ACID properties give relational databases like PostgreSQL a powerful guarantee: reliable, consistent state even with concurrent users or failures. PostgreSQL’s MVCC and WAL architecture implement these properties efficiently. In code, you manage transactions via BEGIN/COMMIT/ROLLBACK (or Connection.setAutoCommit(false) in Java). Use appropriate isolation levels: the default Read Committed works for most cases, but consider Serializable (or explicit locking) if you absolutely must avoid anomalies. Catch serialization or deadlock errors and retry.
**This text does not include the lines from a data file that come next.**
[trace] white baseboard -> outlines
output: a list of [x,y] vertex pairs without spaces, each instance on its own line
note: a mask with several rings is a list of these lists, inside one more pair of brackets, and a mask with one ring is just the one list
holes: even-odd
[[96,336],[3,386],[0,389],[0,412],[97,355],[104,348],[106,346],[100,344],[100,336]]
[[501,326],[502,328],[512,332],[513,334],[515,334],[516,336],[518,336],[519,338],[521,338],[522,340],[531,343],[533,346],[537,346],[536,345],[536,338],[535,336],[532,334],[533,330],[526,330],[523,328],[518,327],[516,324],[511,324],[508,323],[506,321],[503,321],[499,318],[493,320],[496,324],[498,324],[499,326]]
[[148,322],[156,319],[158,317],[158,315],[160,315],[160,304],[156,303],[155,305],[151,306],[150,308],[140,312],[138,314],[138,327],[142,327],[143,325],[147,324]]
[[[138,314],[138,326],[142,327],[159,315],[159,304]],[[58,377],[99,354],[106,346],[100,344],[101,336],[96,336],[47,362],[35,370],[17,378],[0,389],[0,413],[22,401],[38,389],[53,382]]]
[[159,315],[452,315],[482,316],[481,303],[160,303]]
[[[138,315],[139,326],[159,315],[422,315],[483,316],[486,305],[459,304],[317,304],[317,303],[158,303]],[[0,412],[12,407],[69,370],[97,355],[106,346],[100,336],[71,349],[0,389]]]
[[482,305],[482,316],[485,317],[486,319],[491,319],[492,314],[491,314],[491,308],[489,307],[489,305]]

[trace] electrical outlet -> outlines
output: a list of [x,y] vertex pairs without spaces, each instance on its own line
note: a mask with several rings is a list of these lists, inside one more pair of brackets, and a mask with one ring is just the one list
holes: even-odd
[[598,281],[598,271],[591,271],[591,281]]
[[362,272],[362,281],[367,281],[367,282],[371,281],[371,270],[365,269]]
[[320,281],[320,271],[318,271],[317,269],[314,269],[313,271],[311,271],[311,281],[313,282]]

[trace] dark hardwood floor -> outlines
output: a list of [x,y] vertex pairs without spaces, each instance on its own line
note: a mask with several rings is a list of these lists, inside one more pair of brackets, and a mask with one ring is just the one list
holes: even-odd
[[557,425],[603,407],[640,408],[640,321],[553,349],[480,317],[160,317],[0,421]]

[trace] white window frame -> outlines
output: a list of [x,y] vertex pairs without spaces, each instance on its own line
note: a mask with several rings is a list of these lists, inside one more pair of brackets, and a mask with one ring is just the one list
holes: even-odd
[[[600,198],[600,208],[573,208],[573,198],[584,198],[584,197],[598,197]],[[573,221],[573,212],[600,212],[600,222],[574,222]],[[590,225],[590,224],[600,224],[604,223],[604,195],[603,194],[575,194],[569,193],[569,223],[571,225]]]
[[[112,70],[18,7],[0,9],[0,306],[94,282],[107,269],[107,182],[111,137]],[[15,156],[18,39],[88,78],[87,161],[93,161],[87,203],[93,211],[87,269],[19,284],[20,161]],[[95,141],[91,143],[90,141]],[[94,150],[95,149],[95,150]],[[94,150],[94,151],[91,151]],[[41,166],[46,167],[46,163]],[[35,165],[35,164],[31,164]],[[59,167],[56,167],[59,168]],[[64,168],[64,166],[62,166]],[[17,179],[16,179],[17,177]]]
In real-world systems, weigh the cost of strict ACID against performance and distribution needs. When full ACID is too strict or cross-service consistency is required, engineers often use patterns like sagas, compensating transactions, and eventual consistency. These give up some ACID guarantees (especially Isolation and Atomicity across services) to gain scalability. Regardless, understanding ACID deeply – and how PostgreSQL enforces it – helps you design robust transactional systems.

Key takeaways:

  • Atomicity: All-or-nothing execution of statements (Postgres rolls back on any failure)
  • Consistency: Always respect constraints; invalid states are never committed
  • Isolation: Control visibility among concurrent transactions (use SET TRANSACTION ISOLATION LEVEL; Postgres defaults to Read Committed)
  • Durability: Committed changes survive crashes, thanks to WAL flushing before commit
  • Trade-offs: Strict ACID may reduce throughput or availability. Distributed systems often use sagas or eventual consistency, accepting some anomalies
  • Practices: Keep transactions short, handle errors (retry on serialization failures), and choose isolation levels wisely.